Upload routes use the standard flat Beignet error body with an optional
details value:
{
"code": "INVALID_UPLOAD_METADATA",
"message": "Invalid metadata for upload \"posts.attachment\".",
"details": { "issues": [] }
}| Code | Status | Meaning |
|---|---|---|
UPLOAD_NOT_FOUND | 404 | No upload is registered under the requested defineUpload(...) name. The message lists the registered names. |
INVALID_UPLOAD_ACTION | 400 | The route action segment is not prepare, upload, or complete. |
INVALID_UPLOAD_BODY | 400 | The request body is not valid JSON, is missing a files array, contains non-object file entries, omits uploadId or key on completed files, or a multipart upload has no file field.
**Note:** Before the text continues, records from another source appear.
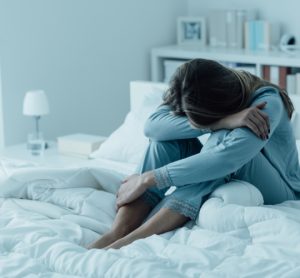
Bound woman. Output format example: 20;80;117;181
90;59;300;248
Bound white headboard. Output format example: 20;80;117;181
130;81;300;139
290;95;300;139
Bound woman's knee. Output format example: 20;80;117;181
149;138;202;161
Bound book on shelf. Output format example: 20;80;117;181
57;133;106;158
245;20;280;50
263;65;300;96
208;9;255;49
208;10;227;47
286;74;296;95
164;59;186;83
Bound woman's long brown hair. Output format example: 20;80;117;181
164;59;294;126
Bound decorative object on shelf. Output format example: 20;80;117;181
245;20;280;50
177;17;206;46
279;34;300;54
23;90;49;155
208;9;255;49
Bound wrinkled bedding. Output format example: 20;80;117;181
0;160;300;278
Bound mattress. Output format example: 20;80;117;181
0;151;300;278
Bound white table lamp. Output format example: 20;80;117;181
23;90;49;139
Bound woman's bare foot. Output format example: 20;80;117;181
87;232;119;249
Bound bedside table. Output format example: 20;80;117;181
0;142;89;168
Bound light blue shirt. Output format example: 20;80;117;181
145;87;300;192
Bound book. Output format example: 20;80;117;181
262;66;270;81
279;67;289;89
226;10;238;48
164;59;185;83
208;10;227;47
270;66;279;85
295;72;300;96
57;133;106;157
286;74;296;95
236;10;247;49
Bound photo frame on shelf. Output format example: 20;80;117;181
177;17;206;46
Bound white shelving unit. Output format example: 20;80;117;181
151;45;300;82
151;45;300;139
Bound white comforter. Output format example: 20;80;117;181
0;160;300;278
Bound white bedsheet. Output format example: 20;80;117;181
0;160;300;278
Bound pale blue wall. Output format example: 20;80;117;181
0;0;187;144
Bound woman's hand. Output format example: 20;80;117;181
116;171;155;210
212;102;270;140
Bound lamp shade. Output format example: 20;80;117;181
23;90;49;116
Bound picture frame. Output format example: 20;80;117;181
177;17;206;46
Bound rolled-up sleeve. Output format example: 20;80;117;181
144;105;210;141
154;89;284;188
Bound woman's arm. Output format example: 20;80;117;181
144;105;210;141
154;89;284;188
144;102;269;141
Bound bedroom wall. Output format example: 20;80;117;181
0;0;187;145
187;0;300;42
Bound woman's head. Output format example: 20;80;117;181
164;59;292;127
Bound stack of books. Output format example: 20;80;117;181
263;65;300;96
245;20;280;50
208;9;280;50
208;10;255;48
164;59;186;83
57;133;106;158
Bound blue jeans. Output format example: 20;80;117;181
140;138;296;220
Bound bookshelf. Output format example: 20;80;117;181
151;45;300;82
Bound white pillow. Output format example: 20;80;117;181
296;140;300;162
90;112;148;164
196;180;264;231
90;89;163;164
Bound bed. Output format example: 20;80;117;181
0;81;300;278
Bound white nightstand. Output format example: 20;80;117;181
0;142;88;168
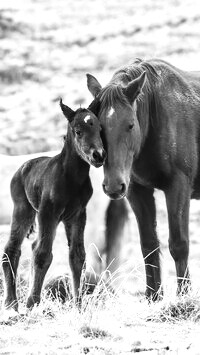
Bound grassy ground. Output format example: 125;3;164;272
0;0;200;355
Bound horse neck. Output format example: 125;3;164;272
109;70;152;154
61;127;90;184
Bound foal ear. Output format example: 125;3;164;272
124;71;146;104
60;99;75;122
86;74;102;97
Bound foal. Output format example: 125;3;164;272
3;100;105;311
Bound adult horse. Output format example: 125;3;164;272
87;59;200;299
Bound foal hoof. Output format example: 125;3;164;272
145;287;163;303
0;308;21;324
26;296;40;311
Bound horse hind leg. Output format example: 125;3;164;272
165;173;191;294
2;195;35;311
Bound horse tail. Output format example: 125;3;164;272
105;199;129;272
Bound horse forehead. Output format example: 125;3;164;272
83;113;91;123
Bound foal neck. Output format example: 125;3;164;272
61;127;90;184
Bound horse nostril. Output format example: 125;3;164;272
120;183;126;194
102;184;107;193
92;150;101;160
92;150;106;163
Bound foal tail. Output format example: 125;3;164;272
105;199;129;273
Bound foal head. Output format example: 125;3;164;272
60;100;106;168
87;72;146;199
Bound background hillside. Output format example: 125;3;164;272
0;0;200;155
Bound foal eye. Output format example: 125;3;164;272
75;129;81;137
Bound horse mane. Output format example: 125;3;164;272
96;58;160;138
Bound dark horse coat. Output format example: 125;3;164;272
88;59;200;298
2;101;105;311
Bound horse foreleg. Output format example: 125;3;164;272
128;184;161;300
2;203;35;311
26;206;58;308
105;199;128;274
63;209;86;306
165;173;191;293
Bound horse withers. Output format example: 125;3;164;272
2;100;105;311
87;59;200;299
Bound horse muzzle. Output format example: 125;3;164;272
90;149;106;168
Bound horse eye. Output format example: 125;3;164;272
75;129;81;137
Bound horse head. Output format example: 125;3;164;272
87;72;146;199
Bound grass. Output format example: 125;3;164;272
0;266;200;355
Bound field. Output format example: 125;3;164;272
0;0;200;355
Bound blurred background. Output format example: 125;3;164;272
0;0;200;294
0;0;200;155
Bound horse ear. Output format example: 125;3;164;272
124;71;146;105
86;74;102;97
60;99;75;122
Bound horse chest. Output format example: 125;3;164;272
63;183;92;219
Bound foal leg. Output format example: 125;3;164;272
2;199;35;311
63;209;86;306
165;173;191;293
26;205;59;308
128;184;161;300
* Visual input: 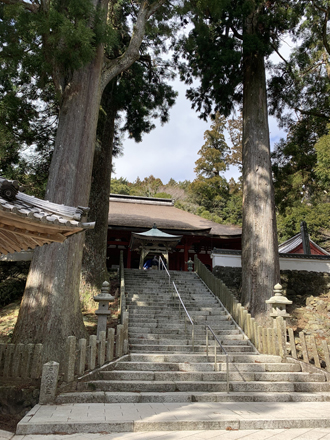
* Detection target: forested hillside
[111,114,330,251]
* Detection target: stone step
[128,321,235,335]
[55,391,330,405]
[129,353,276,364]
[129,335,249,346]
[77,380,314,393]
[130,328,243,340]
[130,344,253,354]
[100,370,254,383]
[129,333,248,350]
[100,365,325,383]
[109,361,301,373]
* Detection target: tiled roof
[278,232,330,255]
[109,194,242,236]
[0,179,94,254]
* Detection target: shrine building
[107,194,242,271]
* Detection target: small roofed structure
[278,222,330,256]
[107,194,242,270]
[0,178,95,255]
[129,223,182,269]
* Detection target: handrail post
[191,324,195,352]
[205,327,209,360]
[226,354,229,394]
[214,338,217,371]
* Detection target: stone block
[39,361,59,405]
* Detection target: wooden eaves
[0,178,94,255]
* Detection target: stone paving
[0,428,330,440]
[17,402,330,439]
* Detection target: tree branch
[101,0,168,92]
[0,0,39,13]
[294,107,330,121]
[312,0,327,13]
[322,6,330,55]
[230,26,243,40]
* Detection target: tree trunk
[242,15,280,320]
[13,47,103,361]
[13,0,166,362]
[80,79,117,306]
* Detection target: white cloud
[114,75,285,183]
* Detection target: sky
[113,75,285,184]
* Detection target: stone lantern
[186,257,194,272]
[266,284,292,320]
[94,281,115,339]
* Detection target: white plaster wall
[211,254,330,272]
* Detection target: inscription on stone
[39,362,59,405]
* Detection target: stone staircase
[58,270,330,403]
[17,270,330,434]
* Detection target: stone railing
[119,251,127,324]
[39,312,128,404]
[0,344,42,380]
[194,256,330,372]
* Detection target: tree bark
[13,47,103,362]
[11,0,166,362]
[242,13,280,320]
[80,79,117,302]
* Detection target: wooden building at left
[0,178,94,255]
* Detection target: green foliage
[0,261,30,307]
[277,203,330,249]
[175,0,301,119]
[315,125,330,191]
[189,113,229,213]
[268,1,330,125]
[153,192,172,199]
[110,177,130,195]
[272,117,326,213]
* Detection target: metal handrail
[159,256,171,284]
[195,272,259,353]
[173,281,195,351]
[205,324,229,394]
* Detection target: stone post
[94,281,115,339]
[39,361,60,405]
[266,284,292,326]
[266,284,292,357]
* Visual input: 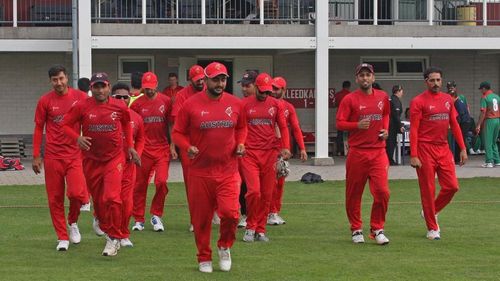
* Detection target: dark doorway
[198,59,233,94]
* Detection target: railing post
[142,0,147,24]
[12,0,17,27]
[259,0,264,24]
[201,0,207,24]
[427,0,434,25]
[483,0,488,26]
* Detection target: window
[361,57,429,79]
[118,56,154,80]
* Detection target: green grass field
[0,178,500,281]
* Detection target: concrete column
[78,1,92,79]
[314,0,333,165]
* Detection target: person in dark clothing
[448,87,472,163]
[386,85,404,166]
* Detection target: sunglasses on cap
[113,95,130,100]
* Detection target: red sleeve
[134,120,146,156]
[172,103,191,151]
[62,103,82,140]
[33,99,47,157]
[276,100,290,149]
[410,100,422,157]
[336,97,358,131]
[450,103,465,150]
[288,106,306,150]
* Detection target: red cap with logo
[189,64,205,81]
[255,72,273,92]
[273,76,286,89]
[205,61,229,78]
[142,72,158,89]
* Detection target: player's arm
[410,100,422,168]
[32,99,47,174]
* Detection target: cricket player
[63,72,140,256]
[130,72,173,232]
[267,76,307,225]
[241,73,291,242]
[337,63,390,245]
[410,67,467,240]
[476,81,500,168]
[32,65,89,251]
[172,62,246,273]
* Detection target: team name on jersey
[200,120,234,129]
[248,118,273,126]
[89,124,116,132]
[144,116,165,124]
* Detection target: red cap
[205,61,229,78]
[355,63,375,75]
[189,64,205,81]
[255,72,273,92]
[273,76,286,89]
[142,72,158,89]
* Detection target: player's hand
[281,148,292,160]
[76,136,92,150]
[170,144,179,159]
[236,143,246,156]
[128,147,141,167]
[378,129,389,140]
[188,146,200,159]
[410,157,422,169]
[31,156,42,175]
[358,119,370,130]
[460,149,469,166]
[300,149,307,162]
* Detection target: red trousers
[44,158,87,240]
[121,161,136,238]
[132,152,170,222]
[241,149,277,233]
[188,171,241,262]
[83,154,125,239]
[269,177,285,213]
[417,142,458,230]
[345,147,390,231]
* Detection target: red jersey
[162,85,184,100]
[337,89,391,148]
[242,95,290,150]
[172,92,246,177]
[33,88,88,159]
[63,98,132,161]
[130,94,172,158]
[410,91,464,157]
[172,84,205,121]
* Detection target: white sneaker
[212,212,220,224]
[120,238,134,248]
[352,229,365,244]
[198,261,214,273]
[370,229,389,245]
[102,237,120,257]
[238,215,247,228]
[427,229,441,240]
[69,222,82,244]
[267,213,280,225]
[481,163,495,168]
[132,221,144,231]
[151,215,165,232]
[80,202,90,212]
[243,229,255,242]
[56,240,69,251]
[219,248,231,271]
[92,218,106,236]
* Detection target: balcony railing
[0,0,500,26]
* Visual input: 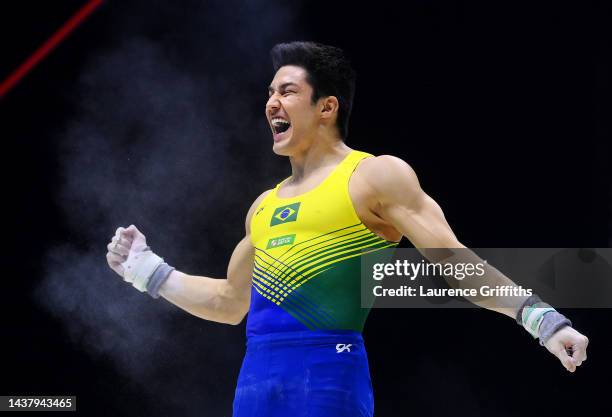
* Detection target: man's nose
[266,93,280,113]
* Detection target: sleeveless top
[247,150,399,337]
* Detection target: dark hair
[270,42,355,139]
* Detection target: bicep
[227,235,255,299]
[227,190,270,299]
[381,191,462,248]
[375,157,462,248]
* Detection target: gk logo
[336,343,353,353]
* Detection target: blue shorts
[233,330,374,417]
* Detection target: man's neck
[289,134,351,183]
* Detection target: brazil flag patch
[270,203,300,226]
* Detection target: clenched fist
[106,225,164,291]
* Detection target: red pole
[0,0,103,99]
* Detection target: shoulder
[245,188,274,232]
[355,155,421,198]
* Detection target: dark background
[0,0,612,417]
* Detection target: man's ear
[321,96,340,119]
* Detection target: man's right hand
[106,225,136,278]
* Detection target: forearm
[159,271,249,324]
[421,245,528,319]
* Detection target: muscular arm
[159,191,269,324]
[364,155,527,318]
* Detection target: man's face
[266,65,319,156]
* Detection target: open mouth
[270,117,291,134]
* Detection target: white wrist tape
[123,250,164,292]
[522,305,556,338]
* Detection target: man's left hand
[544,326,589,372]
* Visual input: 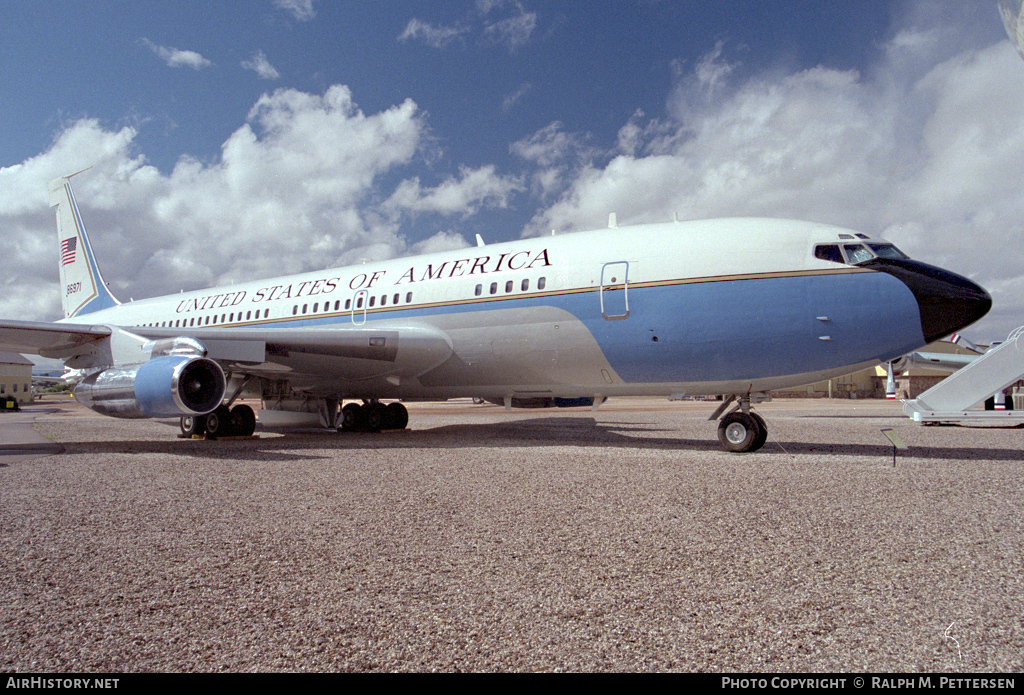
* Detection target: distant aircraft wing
[0,321,453,380]
[0,320,111,359]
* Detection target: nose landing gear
[709,393,771,453]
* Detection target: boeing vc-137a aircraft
[0,177,991,451]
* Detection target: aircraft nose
[860,258,992,343]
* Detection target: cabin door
[352,290,370,325]
[601,261,630,321]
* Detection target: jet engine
[75,355,226,418]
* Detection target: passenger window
[843,244,874,265]
[814,244,844,263]
[867,244,908,259]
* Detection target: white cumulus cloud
[141,39,213,70]
[513,14,1024,339]
[242,51,281,80]
[0,85,520,319]
[273,0,316,21]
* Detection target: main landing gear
[338,400,409,432]
[181,405,256,439]
[709,393,771,453]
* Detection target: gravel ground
[0,400,1024,671]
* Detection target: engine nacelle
[75,355,226,418]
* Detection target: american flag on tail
[60,236,78,265]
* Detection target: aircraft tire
[384,401,409,430]
[181,416,206,437]
[718,412,768,453]
[206,404,233,439]
[364,403,387,432]
[340,403,367,432]
[230,405,256,437]
[751,412,768,451]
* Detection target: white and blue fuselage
[64,219,987,398]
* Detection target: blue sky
[0,0,1024,339]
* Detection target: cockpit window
[843,244,874,265]
[814,234,909,265]
[867,244,907,258]
[814,244,845,263]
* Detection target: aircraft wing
[0,321,453,379]
[0,320,112,359]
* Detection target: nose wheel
[718,410,768,453]
[709,392,771,453]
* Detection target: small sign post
[882,427,907,468]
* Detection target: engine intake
[75,355,226,418]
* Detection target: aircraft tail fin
[49,172,120,318]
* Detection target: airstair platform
[903,327,1024,427]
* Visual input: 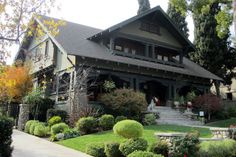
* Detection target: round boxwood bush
[105,142,123,157]
[24,120,38,133]
[48,116,62,128]
[115,116,128,123]
[119,138,148,156]
[29,121,40,135]
[85,143,106,157]
[143,113,156,125]
[51,123,69,135]
[34,123,47,137]
[127,151,164,157]
[99,114,115,130]
[113,120,143,138]
[149,140,169,157]
[76,117,97,135]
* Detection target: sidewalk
[12,130,91,157]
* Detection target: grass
[206,118,236,127]
[58,125,212,152]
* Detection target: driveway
[12,130,91,157]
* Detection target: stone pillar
[18,104,29,131]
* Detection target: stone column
[18,104,29,131]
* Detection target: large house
[16,6,221,109]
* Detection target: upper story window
[44,40,49,57]
[140,21,161,35]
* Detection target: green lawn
[58,125,212,152]
[206,118,236,127]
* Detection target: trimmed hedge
[29,121,40,135]
[51,123,69,135]
[34,123,47,137]
[86,143,106,157]
[115,116,128,124]
[0,116,13,157]
[105,142,123,157]
[99,114,115,130]
[48,116,62,128]
[199,140,236,157]
[47,109,68,122]
[76,117,97,135]
[113,120,143,138]
[149,140,169,157]
[24,120,39,133]
[143,113,156,125]
[127,151,164,157]
[119,138,148,156]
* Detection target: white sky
[7,0,194,64]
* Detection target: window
[140,22,160,35]
[44,41,49,57]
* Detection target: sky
[7,0,194,64]
[51,0,193,41]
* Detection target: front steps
[151,106,203,126]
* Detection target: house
[16,6,221,109]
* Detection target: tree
[138,0,151,14]
[193,94,223,120]
[0,0,62,64]
[172,0,236,96]
[167,0,189,38]
[0,61,32,102]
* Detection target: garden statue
[138,0,150,14]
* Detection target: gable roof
[18,7,222,81]
[88,6,195,51]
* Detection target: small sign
[199,111,204,117]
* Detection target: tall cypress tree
[190,2,236,95]
[167,2,189,38]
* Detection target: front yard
[58,125,212,152]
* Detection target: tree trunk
[214,81,220,97]
[208,112,211,121]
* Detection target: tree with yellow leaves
[0,0,63,65]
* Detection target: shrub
[113,120,143,138]
[64,129,79,140]
[76,117,97,135]
[105,142,122,157]
[48,116,61,128]
[119,138,148,156]
[227,107,236,117]
[170,133,199,157]
[86,143,106,157]
[149,140,169,157]
[143,113,156,125]
[127,151,163,157]
[99,114,115,130]
[193,94,223,120]
[47,109,68,122]
[24,120,38,133]
[115,116,127,123]
[0,116,13,157]
[51,123,69,135]
[29,121,40,135]
[100,89,147,118]
[199,140,236,157]
[34,123,47,137]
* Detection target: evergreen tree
[190,2,236,95]
[167,2,189,38]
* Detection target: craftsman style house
[16,6,221,109]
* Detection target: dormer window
[140,21,161,35]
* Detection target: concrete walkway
[12,130,91,157]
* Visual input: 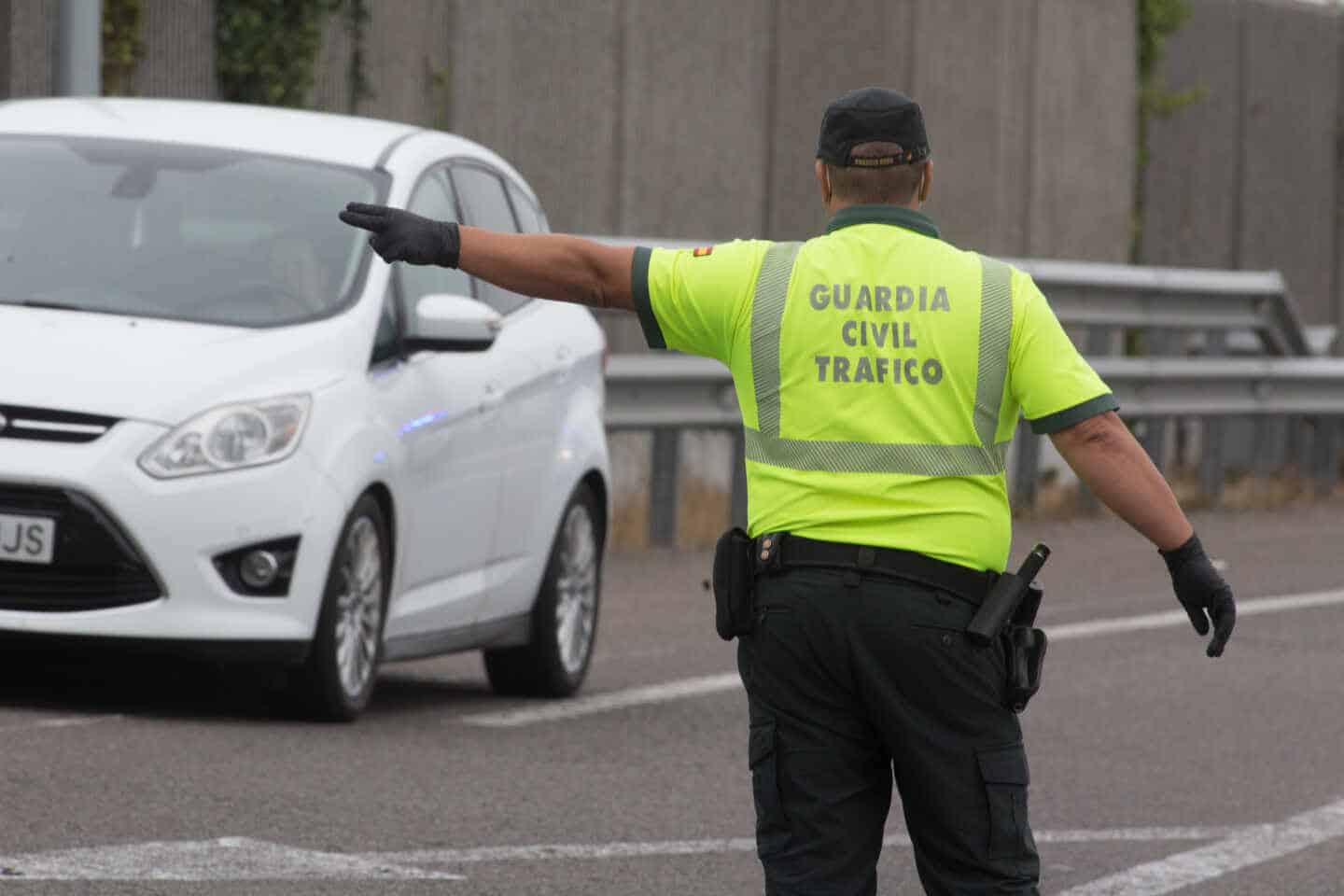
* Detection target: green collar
[827,205,941,239]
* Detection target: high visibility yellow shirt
[633,205,1120,571]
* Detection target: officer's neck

Shape problems include details.issues. |
INVALID_UPLOAD_METADATA | 422 | Metadata failed the upload's schema. details.issues carries the schema issues. |
INVALID_UPLOAD_FILE | 413, 415, or 422 | File count, size (413), content type/signature (415), checksum, scanner, or completed-object verification failed (422). |
UNAUTHORIZED_UPLOAD | 403 | The upload omitted authorization, or its authorize hook denied the request. |
UPLOAD_OBJECT_NOT_FOUND | 404 | Completion could not find the direct-uploaded object in storage. |
UPLOAD_BODY_TOO_LARGE | 413 | The upload route body exceeded the configured JSON or multipart body limit. |
The typed upload client and @beignet/react-uploads surface these as
UploadClientError values with the same code, status, and details.
Testing
Use memory storage and the memory signer in tests:
import {
createMemoryUploadSigner,
createUploadRouter,
uploadsFromRegistry,
} from "@beignet/core/uploads";
import { createMemoryStorage } from "@beignet/core/ports";
import { postUploads } from "@/features/posts/uploads";
const router = createUploadRouter({
uploads: uploadsFromRegistry(postUploads),
ctx,
storage: createMemoryStorage(),
signer: createMemoryUploadSigner(),
id: () => "upload_1",
});
const prepared = await router.prepare("posts.attachment", {
metadata: { postSlug: "hello-world" },
files: [{ name: "note.txt", contentType: "text/plain", size: 5 }],
});Use app-owned fake repositories to assert attachment rows, audit entries, and
events created by onComplete.
Scanning and quarantine
Virus scanning, malware detection, moderation, and quarantine are app or
provider concerns. Use verifyFile(...) to block completion synchronously when
that is appropriate. If verification rejects a server-handled multipart
upload, Beignet deletes all objects stored by that request before returning the
error; cleanup failures appear as upload.server.cleanup.failed
instrumentation. Direct-upload completion does not delete pre-existing objects,
so lifecycle expiration remains necessary for abandoned or rejected direct
uploads. For asynchronous scanners, create an attachment row with a pending or
quarantined status in onComplete, dispatch a job, and publish the object only
after the app-owned scanner marks it clean.